Their non-governmental organization was dissolved June 29th by the National Assembly on an “urgent” basis without any debate. Their trumped-up charges include breaking “Law 977” on money-laundering, financing of terrorism, and financing weapons of mass destruction.
The nuns had been working there with the poor since 1988 when Saint Mother Teresa visited the country during Ortega’s first term. They had been running a child care center, nursing home, and a women and children’s shelter.
The Nicaraguan Center for Human Rights said “countless children and elderly people have been left defenseless” in the wake of their expulsion which was motivated by “hatred of the church, its work of charity and evangelization.”
“They violated their religious rights and the right to honor and reputation by stating that they were not accredited and that they practically worked illegally in Nicaragua.”
Martha Patricia Molina Montenegro, an attorney and member of the Pro Transparency and Anticorruption Observatory, said the elderly previously in the care of the sisters “have also been expelled from the nursing home” but that they “have made sure that they remain in good hands and not as the dictatorship wanted, which is that they go back to being homeless on the street.”
“Possibly the building where the nursing home was located will be confiscated by the dictatorship, as happened with the buildings of other nonprofit organizations.”
The sisters were welcomed to the Costa Rican Diocese of Tilarán-Liberia by Bishop Manuel Eugenio Salazar Mora.
“It’s an honor for our Diocese of Tilarán-Liberia that the soles of your feet should tread on these lands. We pray for the Church in Nicaragua, for its bishops, priests, men and women religious. Sisters, welcome to these lands; our diocese has open doors to receive you. Thank you for your example, dedication, and service to the poorest of the poor. May St. Teresa of Calcutta continue to intercede for your intentions. Long live Christ the King!”

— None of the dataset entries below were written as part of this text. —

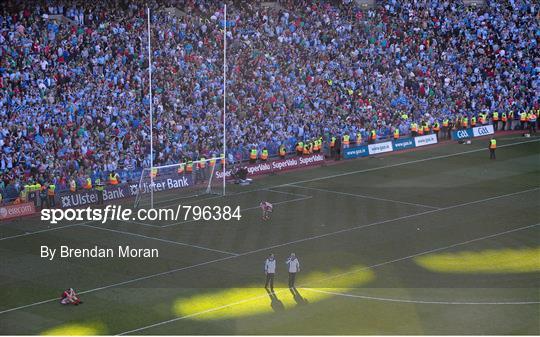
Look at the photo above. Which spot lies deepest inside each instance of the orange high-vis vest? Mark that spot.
(253, 154)
(112, 179)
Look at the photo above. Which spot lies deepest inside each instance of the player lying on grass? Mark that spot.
(70, 297)
(267, 209)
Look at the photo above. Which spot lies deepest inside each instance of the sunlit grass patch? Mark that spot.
(76, 329)
(255, 300)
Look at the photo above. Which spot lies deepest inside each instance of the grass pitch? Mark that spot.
(436, 241)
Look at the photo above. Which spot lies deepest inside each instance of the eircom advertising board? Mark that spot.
(478, 131)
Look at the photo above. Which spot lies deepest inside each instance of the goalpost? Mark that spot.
(187, 180)
(199, 168)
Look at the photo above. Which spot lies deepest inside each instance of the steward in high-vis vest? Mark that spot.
(305, 151)
(299, 148)
(346, 140)
(414, 129)
(315, 146)
(181, 168)
(201, 169)
(511, 117)
(282, 151)
(113, 178)
(202, 163)
(253, 155)
(426, 127)
(264, 154)
(446, 124)
(189, 166)
(72, 185)
(492, 147)
(531, 119)
(88, 184)
(522, 119)
(43, 200)
(495, 120)
(333, 140)
(420, 129)
(99, 189)
(372, 136)
(465, 122)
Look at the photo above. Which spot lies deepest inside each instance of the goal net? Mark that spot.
(178, 181)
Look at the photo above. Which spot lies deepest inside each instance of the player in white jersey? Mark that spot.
(266, 209)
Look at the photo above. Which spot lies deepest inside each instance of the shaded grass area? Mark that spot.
(363, 231)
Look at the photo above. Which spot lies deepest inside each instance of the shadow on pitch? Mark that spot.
(275, 302)
(300, 300)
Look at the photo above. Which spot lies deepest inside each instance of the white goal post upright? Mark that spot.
(185, 179)
(151, 114)
(224, 93)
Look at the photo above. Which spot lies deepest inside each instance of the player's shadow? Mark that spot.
(275, 302)
(300, 300)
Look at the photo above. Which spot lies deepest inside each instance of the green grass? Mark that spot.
(428, 236)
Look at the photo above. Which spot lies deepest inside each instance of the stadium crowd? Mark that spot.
(74, 95)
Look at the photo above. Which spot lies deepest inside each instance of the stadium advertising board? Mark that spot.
(380, 148)
(88, 197)
(478, 131)
(278, 165)
(17, 210)
(483, 130)
(462, 134)
(425, 140)
(355, 152)
(403, 143)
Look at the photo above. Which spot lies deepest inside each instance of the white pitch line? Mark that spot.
(288, 193)
(322, 279)
(161, 240)
(168, 272)
(402, 164)
(399, 300)
(294, 184)
(366, 197)
(42, 231)
(355, 172)
(242, 210)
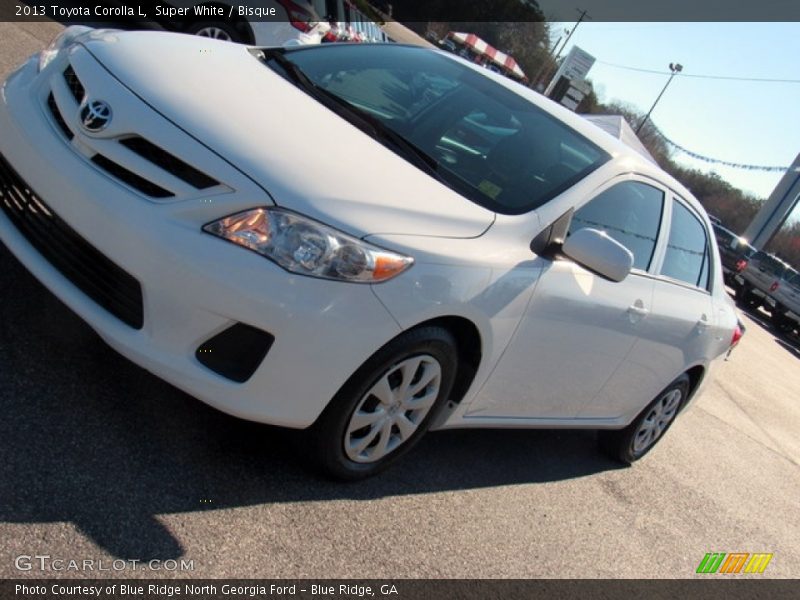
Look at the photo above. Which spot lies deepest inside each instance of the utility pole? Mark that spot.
(583, 16)
(675, 68)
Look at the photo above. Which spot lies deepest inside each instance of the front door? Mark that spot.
(579, 327)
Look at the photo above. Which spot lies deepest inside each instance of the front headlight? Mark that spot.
(62, 40)
(302, 245)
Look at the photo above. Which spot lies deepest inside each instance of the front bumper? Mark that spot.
(193, 285)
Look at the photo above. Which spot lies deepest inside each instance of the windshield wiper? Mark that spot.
(361, 119)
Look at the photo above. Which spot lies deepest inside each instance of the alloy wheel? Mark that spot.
(657, 420)
(391, 411)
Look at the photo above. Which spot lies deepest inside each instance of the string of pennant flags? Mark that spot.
(724, 163)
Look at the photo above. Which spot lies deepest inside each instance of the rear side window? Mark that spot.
(629, 212)
(687, 253)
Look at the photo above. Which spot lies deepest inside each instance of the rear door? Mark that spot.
(681, 329)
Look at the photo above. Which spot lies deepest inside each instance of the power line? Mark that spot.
(697, 76)
(716, 161)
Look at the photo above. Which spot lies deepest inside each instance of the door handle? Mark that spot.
(638, 309)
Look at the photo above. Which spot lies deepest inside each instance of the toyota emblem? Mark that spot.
(95, 115)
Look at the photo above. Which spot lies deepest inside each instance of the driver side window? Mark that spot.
(630, 212)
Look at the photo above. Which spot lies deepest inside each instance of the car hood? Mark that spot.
(305, 156)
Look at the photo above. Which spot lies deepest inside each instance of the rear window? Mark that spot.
(490, 144)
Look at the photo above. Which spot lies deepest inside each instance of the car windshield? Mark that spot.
(489, 144)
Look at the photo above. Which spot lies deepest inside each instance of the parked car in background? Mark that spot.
(491, 259)
(734, 252)
(758, 279)
(783, 303)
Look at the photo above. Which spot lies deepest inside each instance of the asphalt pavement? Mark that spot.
(101, 461)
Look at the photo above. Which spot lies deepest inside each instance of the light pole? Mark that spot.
(675, 68)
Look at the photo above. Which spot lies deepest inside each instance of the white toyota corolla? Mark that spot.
(360, 241)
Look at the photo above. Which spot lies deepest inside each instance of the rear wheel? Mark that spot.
(386, 406)
(637, 439)
(781, 322)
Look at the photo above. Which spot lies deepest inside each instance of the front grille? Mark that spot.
(76, 259)
(132, 179)
(168, 162)
(58, 117)
(74, 84)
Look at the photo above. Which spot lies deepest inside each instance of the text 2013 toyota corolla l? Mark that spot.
(364, 242)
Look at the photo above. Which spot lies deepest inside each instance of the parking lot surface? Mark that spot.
(100, 460)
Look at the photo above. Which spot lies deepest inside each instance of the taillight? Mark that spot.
(737, 335)
(299, 17)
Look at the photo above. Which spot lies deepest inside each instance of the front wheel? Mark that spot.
(386, 406)
(637, 439)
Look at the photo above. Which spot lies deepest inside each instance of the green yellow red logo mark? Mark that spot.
(734, 562)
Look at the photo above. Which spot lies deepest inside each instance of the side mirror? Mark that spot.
(599, 253)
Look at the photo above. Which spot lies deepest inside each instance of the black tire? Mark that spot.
(232, 30)
(324, 442)
(746, 298)
(624, 445)
(781, 322)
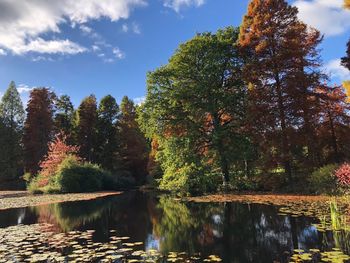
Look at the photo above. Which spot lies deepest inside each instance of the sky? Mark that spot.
(80, 47)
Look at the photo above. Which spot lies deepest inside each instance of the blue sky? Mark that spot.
(79, 47)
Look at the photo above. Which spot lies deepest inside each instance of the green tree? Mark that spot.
(38, 128)
(87, 128)
(107, 136)
(133, 144)
(64, 116)
(282, 67)
(11, 121)
(199, 95)
(346, 59)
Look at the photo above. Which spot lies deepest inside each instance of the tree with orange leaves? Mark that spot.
(196, 107)
(38, 128)
(58, 151)
(283, 70)
(334, 122)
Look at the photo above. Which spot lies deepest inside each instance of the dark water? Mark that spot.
(234, 231)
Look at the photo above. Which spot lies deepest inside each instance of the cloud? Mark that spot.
(336, 70)
(85, 29)
(118, 53)
(23, 88)
(134, 28)
(328, 16)
(177, 5)
(125, 28)
(42, 46)
(23, 23)
(139, 100)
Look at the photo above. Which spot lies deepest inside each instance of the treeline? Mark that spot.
(104, 133)
(250, 107)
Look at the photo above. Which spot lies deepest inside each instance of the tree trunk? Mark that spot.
(334, 138)
(285, 141)
(220, 150)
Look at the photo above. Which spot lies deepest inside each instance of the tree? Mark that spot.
(334, 122)
(38, 128)
(64, 115)
(108, 144)
(133, 150)
(11, 121)
(58, 151)
(282, 67)
(199, 97)
(346, 85)
(87, 128)
(347, 4)
(346, 60)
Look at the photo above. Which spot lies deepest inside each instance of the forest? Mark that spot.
(246, 108)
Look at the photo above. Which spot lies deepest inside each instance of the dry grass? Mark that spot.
(22, 199)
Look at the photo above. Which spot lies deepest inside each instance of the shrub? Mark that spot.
(343, 175)
(189, 179)
(58, 151)
(73, 176)
(323, 179)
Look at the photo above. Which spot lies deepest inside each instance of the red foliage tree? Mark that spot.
(87, 128)
(283, 70)
(343, 174)
(38, 128)
(58, 151)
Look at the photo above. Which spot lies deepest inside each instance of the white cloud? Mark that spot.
(328, 16)
(108, 60)
(95, 48)
(336, 70)
(23, 88)
(23, 23)
(125, 28)
(42, 58)
(177, 5)
(40, 45)
(139, 100)
(134, 27)
(118, 53)
(85, 29)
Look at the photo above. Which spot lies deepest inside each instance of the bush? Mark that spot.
(323, 180)
(189, 179)
(343, 175)
(73, 176)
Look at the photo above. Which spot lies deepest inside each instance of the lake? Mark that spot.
(158, 228)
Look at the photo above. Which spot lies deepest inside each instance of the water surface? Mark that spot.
(234, 231)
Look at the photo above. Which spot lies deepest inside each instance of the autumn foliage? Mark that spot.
(38, 128)
(343, 174)
(58, 151)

Auxiliary Bishop Silvio Jose Baez of Managua, the capital of Nicaragua, tweeted from Florida where he resides in exile after fleeing the country following death threats in 2019:
“If it is true that ‘perfect love casts out fear’ (1 Jn 4:18), it is also true that petty fear casts out love. Only sick hearts and dark minds are capable of expelling love. And to expel love is to reject God.”
Previously in March, Nicaragua also expelled the Vatican’s ambassador, a move the Holy See called “incomprehensible.”
Ortega in the past has accused Catholic clergy of being “coup mongers” and called them “devils in cassocks.”